Goldman Sachs reportedly is now projecting a massive U.S. economic contraction in the second quarter of the year.
The coronavirus pandemic has crippled the transportation, leisure and hospitality industries, as well as the manufacturing sector. The country is struggling to curb the spread of the highly contagious virus, which has upended life for Americans.
Economists are expecting a recession by the second quarter, though some believe a downturn is already underway.
Meanwhile, Goldman is forecasting a 24% decline in economic activity next quarter, compared to their previous forecast for a 5% decline, Barron’s said.

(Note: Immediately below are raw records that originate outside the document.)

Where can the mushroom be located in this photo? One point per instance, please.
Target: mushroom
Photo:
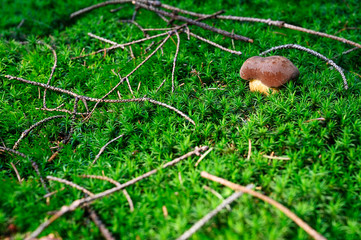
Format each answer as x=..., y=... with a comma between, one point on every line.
x=268, y=73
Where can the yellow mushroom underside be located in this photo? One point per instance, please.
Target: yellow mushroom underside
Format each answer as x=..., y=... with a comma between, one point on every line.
x=257, y=86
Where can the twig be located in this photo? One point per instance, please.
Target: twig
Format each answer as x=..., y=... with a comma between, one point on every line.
x=279, y=206
x=126, y=77
x=33, y=164
x=27, y=131
x=102, y=39
x=211, y=214
x=277, y=158
x=67, y=138
x=122, y=45
x=52, y=193
x=130, y=87
x=5, y=149
x=52, y=69
x=175, y=59
x=16, y=172
x=165, y=211
x=88, y=9
x=127, y=196
x=315, y=119
x=104, y=231
x=103, y=148
x=266, y=21
x=249, y=149
x=196, y=23
x=161, y=85
x=100, y=100
x=346, y=52
x=314, y=53
x=215, y=193
x=71, y=184
x=215, y=44
x=74, y=205
x=203, y=156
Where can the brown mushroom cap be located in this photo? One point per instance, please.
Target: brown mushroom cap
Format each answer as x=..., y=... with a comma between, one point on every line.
x=273, y=71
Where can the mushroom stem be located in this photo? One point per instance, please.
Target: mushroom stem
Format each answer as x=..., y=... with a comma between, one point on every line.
x=256, y=85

“That’s because U.S. economic data (specifically manufacturing data) have already started to miss economist estimates, even before Americans started to stay home to avoid spreading the coronavirus,” Barron’s said. “Their estimate, published Friday morning, is one of the most pessimistic on Wall Street. J.P. Morgan released estimates Wednesday that predicted a 14% contraction in second-quarter U.S. growth.”
If Goldman’s economists are right, that means the U.S. is approaching the sharpest single-quarter decline in gross domestic product since the U.S. started measuring GDP in its current form, Barron’s said. The current record for the largest quarterly slowdown was in the first quarter of 1958, the bank says, when GDP declined 10%.
Meanwhile, filings for U.S. unemployment benefits are poised to surge to a record 2.25 million this week, according to a Goldman Sachs Group Inc. analysis of preliminary reports across 30 states, Bloomberg said.
With businesses shutting down because of coronavirus-containment efforts, jobless claims are already climbing -- by 70,000 to 281,000 for the week through last Saturday, Labor Department data showed Thursday. That was the biggest increase since Hurricane Sandy in 2012. The level Goldman projects for the week through March 21 is more than triple the prior peak of 695,000, in 1982.
The coronavirus outbreak has forced millions of Americans to hunker down in their homes, with state and local governments closing schools, bars, restaurants and theaters in an escalation of "social distancing" policies aimed at containing the virus, Reuters explained.
Ford Motor Co, General Motors Co and Fiat Chrysler Automobiles NV have announced temporary plant closures.